Breaking the news about being broke - snippets of survival

One of the most distressing situations a family could face is to be financially broke. With children's tuition bills, food and household expenses to pay, a negative cash position can bring disaster. Easily. Family members find themselves vulnerable to quick tempers, emotional outbursts and sometimes bouts of depression during times like this. Moments spent instead to find solutions to the problem turn out to be occasions of accusation and finger pointing. Volatile, like a ticking bomb.

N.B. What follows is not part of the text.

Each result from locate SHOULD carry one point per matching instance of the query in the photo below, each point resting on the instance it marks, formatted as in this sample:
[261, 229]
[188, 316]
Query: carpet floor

Many years back my family faced a similar problem. To ease the burden, I decided to tell my children the real score. I thought they were old enough to understand what we were going through. After all, nothing can beat being straightforward. To my mind, this would be the ultimate test for my children's maturity and lessons learned from what I had always tried to teach them: that in times of adversity, it is how you cope with the situation that will define the result that you want.

Telling them that my job became so stressful that it was affecting my health was one of the most trying times of my life. That I had to leave my job and work instead on a part-time basis made me feel so small. If only I could make them feel secure. No job, no money right? Second, I wanted them to feel that I was responsible more than ever for what is going to happen to us as a family. It is , I am sure a temporary setback.

When I dialogued with my children, I stressed the fact that I was trying to find solutions to our problem and considered addressing three things: those immediately within my capability to resolve; second, doing what I can correct in a limited way, with some help; and finally just leave those we cannot do anything about within the immediate present. My mantra:

1. Completely throw away those that we cannot absolutely do anything about. No need to worry over anything that cannot be changed nor waste time dwelling on them. Discard. Cut losses if need be and then move on. Avoid additional stress.

2. For those items we can limitedly correct with some help, make a list. Share that list. Tackle it with people who can help. There is no place for false pride. Assistance is required. It sure is out there somewhere. Just need to be found and tapped. People are willing to help when they can see that there is an initiative from those in need. Pray. Hope. Have faith.

3. Last but not the least, make the family members understand that this is a collective situation. What's done is done. Agree to support each other's feelings by giving way to understanding and love rather than reproach.

It's been three years and my financial situation remains a work in progress.